Aldo n’en entendit pas plus : une main large comme un battoir à linge et ornée de quelques poils bruns et frisés venait de couper la communication. En même temps la source de lumière que déversait la fenêtre voisine se trouva occultée par une résurgence d’homme des cavernes barbu, moustachu, assez bien habillé d’ailleurs, qui dardait sur lui un sourire féroce et un regard de matou hargneux voisin de celui de Plan-Crépin quand elle était en colère. Simultanément une voix de basse-taille susurrait :

— Intéressant, tout ça ! On téléphone à qui ?
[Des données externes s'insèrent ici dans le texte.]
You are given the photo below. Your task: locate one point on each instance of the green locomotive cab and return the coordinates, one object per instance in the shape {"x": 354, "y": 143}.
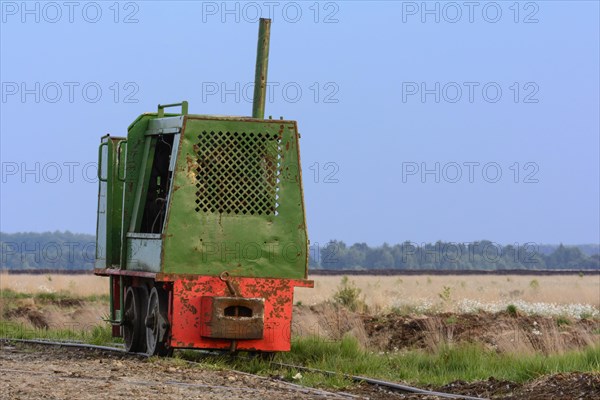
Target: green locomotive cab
{"x": 201, "y": 227}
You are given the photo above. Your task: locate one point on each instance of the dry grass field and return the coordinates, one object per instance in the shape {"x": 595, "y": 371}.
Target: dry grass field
{"x": 463, "y": 293}
{"x": 380, "y": 293}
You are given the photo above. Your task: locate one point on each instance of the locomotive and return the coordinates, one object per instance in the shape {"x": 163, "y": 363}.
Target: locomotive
{"x": 201, "y": 227}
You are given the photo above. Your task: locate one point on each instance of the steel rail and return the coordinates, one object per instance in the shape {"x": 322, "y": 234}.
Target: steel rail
{"x": 61, "y": 343}
{"x": 378, "y": 382}
{"x": 355, "y": 378}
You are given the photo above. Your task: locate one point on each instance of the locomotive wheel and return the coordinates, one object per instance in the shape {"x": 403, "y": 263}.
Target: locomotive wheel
{"x": 135, "y": 302}
{"x": 157, "y": 323}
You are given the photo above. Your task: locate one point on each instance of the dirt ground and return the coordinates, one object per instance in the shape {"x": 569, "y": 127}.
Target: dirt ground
{"x": 502, "y": 332}
{"x": 41, "y": 372}
{"x": 36, "y": 372}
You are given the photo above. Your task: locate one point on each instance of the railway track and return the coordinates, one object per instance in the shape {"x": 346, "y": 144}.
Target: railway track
{"x": 393, "y": 386}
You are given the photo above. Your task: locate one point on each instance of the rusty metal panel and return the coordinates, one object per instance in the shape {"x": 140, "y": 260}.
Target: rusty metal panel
{"x": 237, "y": 202}
{"x": 231, "y": 317}
{"x": 188, "y": 322}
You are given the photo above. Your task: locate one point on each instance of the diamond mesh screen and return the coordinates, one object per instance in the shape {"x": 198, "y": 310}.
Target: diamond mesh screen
{"x": 238, "y": 173}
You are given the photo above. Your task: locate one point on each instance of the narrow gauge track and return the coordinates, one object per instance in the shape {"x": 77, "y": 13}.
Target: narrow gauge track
{"x": 356, "y": 378}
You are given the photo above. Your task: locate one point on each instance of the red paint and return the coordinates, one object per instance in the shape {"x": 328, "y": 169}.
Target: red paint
{"x": 187, "y": 321}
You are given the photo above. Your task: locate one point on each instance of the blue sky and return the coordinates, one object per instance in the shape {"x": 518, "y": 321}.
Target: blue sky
{"x": 453, "y": 122}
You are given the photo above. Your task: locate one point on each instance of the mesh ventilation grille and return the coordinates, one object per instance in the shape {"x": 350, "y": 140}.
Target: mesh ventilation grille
{"x": 238, "y": 173}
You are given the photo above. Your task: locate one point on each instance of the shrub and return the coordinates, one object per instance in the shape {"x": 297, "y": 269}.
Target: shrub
{"x": 348, "y": 295}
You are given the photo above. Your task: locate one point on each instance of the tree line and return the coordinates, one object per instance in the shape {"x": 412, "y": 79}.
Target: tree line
{"x": 482, "y": 255}
{"x": 76, "y": 251}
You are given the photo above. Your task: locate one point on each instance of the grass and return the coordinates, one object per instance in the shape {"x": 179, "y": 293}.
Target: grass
{"x": 467, "y": 362}
{"x": 62, "y": 295}
{"x": 412, "y": 291}
{"x": 98, "y": 335}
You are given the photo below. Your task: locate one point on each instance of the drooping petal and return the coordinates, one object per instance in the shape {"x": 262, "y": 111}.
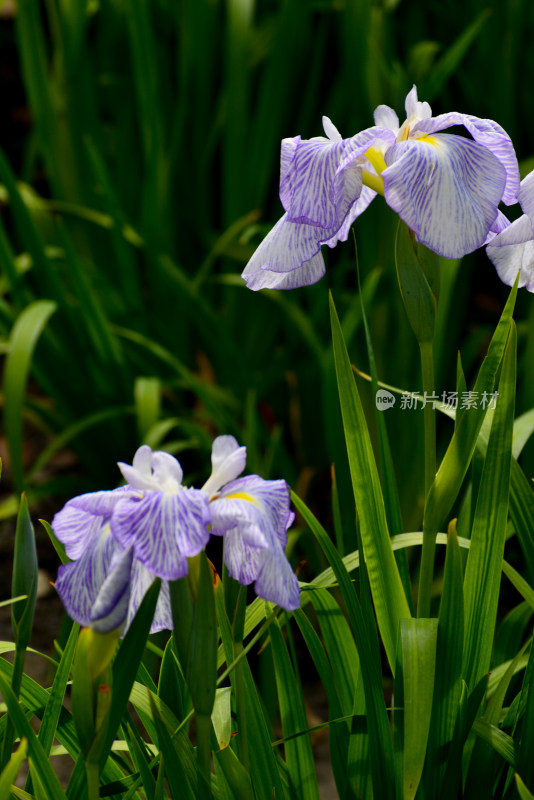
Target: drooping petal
{"x": 164, "y": 528}
{"x": 385, "y": 117}
{"x": 141, "y": 581}
{"x": 498, "y": 226}
{"x": 111, "y": 605}
{"x": 276, "y": 580}
{"x": 526, "y": 195}
{"x": 308, "y": 273}
{"x": 414, "y": 108}
{"x": 242, "y": 560}
{"x": 487, "y": 133}
{"x": 78, "y": 583}
{"x": 365, "y": 198}
{"x": 228, "y": 461}
{"x": 286, "y": 248}
{"x": 253, "y": 501}
{"x": 446, "y": 189}
{"x": 512, "y": 251}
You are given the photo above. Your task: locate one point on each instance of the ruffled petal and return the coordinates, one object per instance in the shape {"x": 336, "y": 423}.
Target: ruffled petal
{"x": 141, "y": 581}
{"x": 286, "y": 248}
{"x": 253, "y": 501}
{"x": 228, "y": 460}
{"x": 111, "y": 605}
{"x": 512, "y": 251}
{"x": 164, "y": 528}
{"x": 79, "y": 583}
{"x": 276, "y": 580}
{"x": 526, "y": 195}
{"x": 487, "y": 133}
{"x": 414, "y": 108}
{"x": 446, "y": 189}
{"x": 385, "y": 117}
{"x": 242, "y": 561}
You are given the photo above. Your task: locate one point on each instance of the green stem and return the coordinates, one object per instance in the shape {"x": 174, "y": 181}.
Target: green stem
{"x": 93, "y": 780}
{"x": 203, "y": 725}
{"x": 16, "y": 681}
{"x": 429, "y": 536}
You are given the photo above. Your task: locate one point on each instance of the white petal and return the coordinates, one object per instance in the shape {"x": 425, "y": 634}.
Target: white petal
{"x": 512, "y": 251}
{"x": 447, "y": 189}
{"x": 385, "y": 117}
{"x": 331, "y": 131}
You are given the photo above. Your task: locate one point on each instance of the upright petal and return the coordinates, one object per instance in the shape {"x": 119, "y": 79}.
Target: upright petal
{"x": 385, "y": 117}
{"x": 526, "y": 195}
{"x": 228, "y": 461}
{"x": 164, "y": 528}
{"x": 512, "y": 251}
{"x": 446, "y": 189}
{"x": 487, "y": 133}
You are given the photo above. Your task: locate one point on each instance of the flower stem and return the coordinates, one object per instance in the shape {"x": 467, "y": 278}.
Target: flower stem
{"x": 429, "y": 537}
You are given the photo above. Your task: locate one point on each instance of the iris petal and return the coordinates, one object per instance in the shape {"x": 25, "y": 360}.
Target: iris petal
{"x": 512, "y": 251}
{"x": 487, "y": 133}
{"x": 276, "y": 580}
{"x": 164, "y": 528}
{"x": 111, "y": 604}
{"x": 446, "y": 189}
{"x": 228, "y": 461}
{"x": 79, "y": 582}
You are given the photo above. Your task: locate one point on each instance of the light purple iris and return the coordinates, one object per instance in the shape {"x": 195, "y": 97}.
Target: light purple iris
{"x": 104, "y": 585}
{"x": 121, "y": 540}
{"x": 512, "y": 249}
{"x": 445, "y": 187}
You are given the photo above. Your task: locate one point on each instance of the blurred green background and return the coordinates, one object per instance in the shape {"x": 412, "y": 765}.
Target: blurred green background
{"x": 139, "y": 171}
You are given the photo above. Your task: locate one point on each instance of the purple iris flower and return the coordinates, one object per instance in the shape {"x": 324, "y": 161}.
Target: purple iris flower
{"x": 512, "y": 249}
{"x": 445, "y": 187}
{"x": 121, "y": 540}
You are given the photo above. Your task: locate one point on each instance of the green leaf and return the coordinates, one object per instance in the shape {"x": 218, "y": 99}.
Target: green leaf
{"x": 414, "y": 687}
{"x": 24, "y": 582}
{"x": 23, "y": 339}
{"x": 484, "y": 562}
{"x": 298, "y": 751}
{"x": 386, "y": 586}
{"x": 457, "y": 458}
{"x": 46, "y": 774}
{"x": 11, "y": 770}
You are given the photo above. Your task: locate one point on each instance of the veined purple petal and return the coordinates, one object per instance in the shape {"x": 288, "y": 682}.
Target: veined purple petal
{"x": 306, "y": 274}
{"x": 416, "y": 108}
{"x": 446, "y": 189}
{"x": 270, "y": 498}
{"x": 164, "y": 528}
{"x": 526, "y": 195}
{"x": 385, "y": 117}
{"x": 276, "y": 580}
{"x": 111, "y": 604}
{"x": 512, "y": 251}
{"x": 78, "y": 583}
{"x": 141, "y": 581}
{"x": 228, "y": 461}
{"x": 487, "y": 133}
{"x": 499, "y": 225}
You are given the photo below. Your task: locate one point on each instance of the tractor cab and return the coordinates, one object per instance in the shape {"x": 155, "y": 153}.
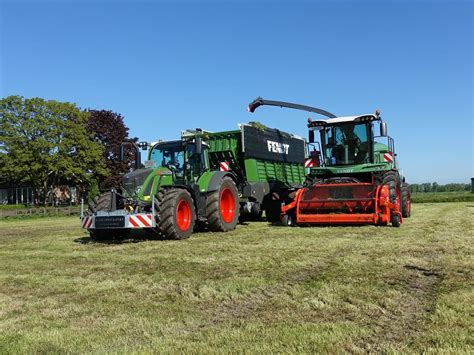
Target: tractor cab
{"x": 186, "y": 158}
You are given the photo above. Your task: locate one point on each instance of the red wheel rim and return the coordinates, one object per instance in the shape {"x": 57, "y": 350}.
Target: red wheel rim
{"x": 227, "y": 205}
{"x": 183, "y": 215}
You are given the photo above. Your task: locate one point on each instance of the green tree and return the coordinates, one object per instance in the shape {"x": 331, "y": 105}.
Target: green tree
{"x": 45, "y": 144}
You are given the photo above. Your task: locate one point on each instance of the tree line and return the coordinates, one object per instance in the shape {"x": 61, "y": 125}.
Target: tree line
{"x": 46, "y": 144}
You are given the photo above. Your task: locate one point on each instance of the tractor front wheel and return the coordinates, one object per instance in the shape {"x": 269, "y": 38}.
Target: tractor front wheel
{"x": 175, "y": 213}
{"x": 223, "y": 207}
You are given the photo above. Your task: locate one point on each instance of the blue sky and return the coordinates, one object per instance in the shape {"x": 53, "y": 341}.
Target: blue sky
{"x": 171, "y": 65}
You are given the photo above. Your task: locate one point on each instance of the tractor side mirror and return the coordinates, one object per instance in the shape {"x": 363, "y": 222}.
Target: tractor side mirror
{"x": 198, "y": 145}
{"x": 121, "y": 153}
{"x": 383, "y": 129}
{"x": 138, "y": 159}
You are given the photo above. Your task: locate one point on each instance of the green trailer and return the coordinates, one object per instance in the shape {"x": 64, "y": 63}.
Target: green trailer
{"x": 205, "y": 180}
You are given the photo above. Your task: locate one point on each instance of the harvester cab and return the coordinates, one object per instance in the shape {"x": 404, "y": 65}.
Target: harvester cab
{"x": 353, "y": 174}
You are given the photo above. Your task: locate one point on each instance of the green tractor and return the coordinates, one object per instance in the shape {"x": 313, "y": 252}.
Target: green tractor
{"x": 354, "y": 177}
{"x": 202, "y": 181}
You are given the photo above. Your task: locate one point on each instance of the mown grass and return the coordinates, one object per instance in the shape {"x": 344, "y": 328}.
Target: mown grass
{"x": 432, "y": 197}
{"x": 257, "y": 289}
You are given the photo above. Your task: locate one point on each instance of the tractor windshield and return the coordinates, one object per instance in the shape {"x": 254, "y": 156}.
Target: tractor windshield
{"x": 346, "y": 144}
{"x": 167, "y": 155}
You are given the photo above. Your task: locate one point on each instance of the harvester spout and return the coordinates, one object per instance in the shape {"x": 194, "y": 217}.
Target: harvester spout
{"x": 262, "y": 102}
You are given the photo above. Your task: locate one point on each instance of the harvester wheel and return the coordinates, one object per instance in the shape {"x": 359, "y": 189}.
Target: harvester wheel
{"x": 287, "y": 220}
{"x": 405, "y": 200}
{"x": 395, "y": 220}
{"x": 223, "y": 207}
{"x": 175, "y": 213}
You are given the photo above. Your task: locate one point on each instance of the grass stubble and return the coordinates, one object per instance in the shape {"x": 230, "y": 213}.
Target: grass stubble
{"x": 256, "y": 289}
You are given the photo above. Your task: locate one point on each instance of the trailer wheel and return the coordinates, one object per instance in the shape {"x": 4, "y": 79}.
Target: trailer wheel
{"x": 405, "y": 200}
{"x": 223, "y": 207}
{"x": 175, "y": 213}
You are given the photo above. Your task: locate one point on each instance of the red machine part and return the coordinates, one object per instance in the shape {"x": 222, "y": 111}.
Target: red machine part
{"x": 343, "y": 203}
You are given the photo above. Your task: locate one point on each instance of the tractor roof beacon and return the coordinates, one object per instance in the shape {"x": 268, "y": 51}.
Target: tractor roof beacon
{"x": 353, "y": 176}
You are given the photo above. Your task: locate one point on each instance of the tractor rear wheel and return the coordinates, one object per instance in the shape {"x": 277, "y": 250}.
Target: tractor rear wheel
{"x": 223, "y": 207}
{"x": 405, "y": 200}
{"x": 391, "y": 179}
{"x": 175, "y": 213}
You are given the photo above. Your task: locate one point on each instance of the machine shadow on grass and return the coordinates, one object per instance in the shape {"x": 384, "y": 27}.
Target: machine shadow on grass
{"x": 135, "y": 236}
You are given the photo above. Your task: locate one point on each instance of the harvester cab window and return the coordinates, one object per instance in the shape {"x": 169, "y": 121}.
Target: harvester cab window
{"x": 346, "y": 144}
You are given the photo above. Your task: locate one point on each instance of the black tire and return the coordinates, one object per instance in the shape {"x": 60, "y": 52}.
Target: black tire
{"x": 175, "y": 213}
{"x": 405, "y": 200}
{"x": 395, "y": 219}
{"x": 391, "y": 179}
{"x": 102, "y": 202}
{"x": 222, "y": 218}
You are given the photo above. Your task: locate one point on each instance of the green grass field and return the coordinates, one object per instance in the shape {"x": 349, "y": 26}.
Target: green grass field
{"x": 257, "y": 289}
{"x": 456, "y": 196}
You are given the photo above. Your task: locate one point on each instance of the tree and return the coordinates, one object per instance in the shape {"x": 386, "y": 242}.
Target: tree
{"x": 45, "y": 144}
{"x": 108, "y": 129}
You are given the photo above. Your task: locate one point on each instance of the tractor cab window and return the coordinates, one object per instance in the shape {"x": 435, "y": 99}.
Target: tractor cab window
{"x": 169, "y": 156}
{"x": 178, "y": 157}
{"x": 346, "y": 144}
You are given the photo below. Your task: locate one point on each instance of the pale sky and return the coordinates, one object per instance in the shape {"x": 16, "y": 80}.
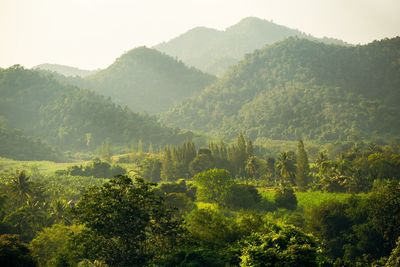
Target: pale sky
{"x": 90, "y": 34}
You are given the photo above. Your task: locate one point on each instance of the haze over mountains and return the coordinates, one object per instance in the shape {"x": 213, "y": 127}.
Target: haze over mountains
{"x": 214, "y": 51}
{"x": 299, "y": 88}
{"x": 65, "y": 70}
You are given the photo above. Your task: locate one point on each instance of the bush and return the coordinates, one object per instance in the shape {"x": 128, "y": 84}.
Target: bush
{"x": 285, "y": 198}
{"x": 13, "y": 252}
{"x": 97, "y": 168}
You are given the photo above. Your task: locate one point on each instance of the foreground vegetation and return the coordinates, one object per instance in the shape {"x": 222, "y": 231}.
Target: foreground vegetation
{"x": 289, "y": 213}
S’il était une chose dont Morosini avait horreur, c’était qu’on le traite en petit garçon sous le prétexte que l’on dominait son mètre quatre-vingt-trois d’une quinzaine de centimètres ! Il répondit d’un ton sec :

— Commissaire principal Langlois, 46, quai des Orfèvres à Paris… et dont vous connaissez certainement le numéro. Vous devriez le rappeler, ne serait-ce que pour vous excuser de lui avoir coupé la parole. Il a le cuir sensible !

— On verra plus tard ! Pour l’instant nom, prénom, âge et qualité ! fit le policier en sortant un carnet et un crayon.

Sa voix portait loin et attira Adalbert.

— Qu’est-ce qui se passe ?

— Rien ! Ça ne vous regarde pas !

L’archéologue considéra un instant le phénomène et afficha un sourire enjôleur.

— Moi, je crois que si, parce qu’on fait une paire, mon camarade et moi. À qui ai-je l’honneur ?

— Inspecteur Savarin, présenta Aldo. De la police de Chinon. On en est au contrôle d’identité. Mais tu vas devoir y passer aussi ! ajouta-t-il en sortant son passeport qu’il présenta ouvert et le policier, bien sûr, tiqua :

— Prince… Morosini, de Venise ?

Puis brama :

— Encore un de ces fichus Italiens ! Comme ceux du château ? Mais ce n’est pas possible, c’est une invasion ?… Et vous, continua-t-il à l’adresse d’Adalbert, vous en êtes aussi ?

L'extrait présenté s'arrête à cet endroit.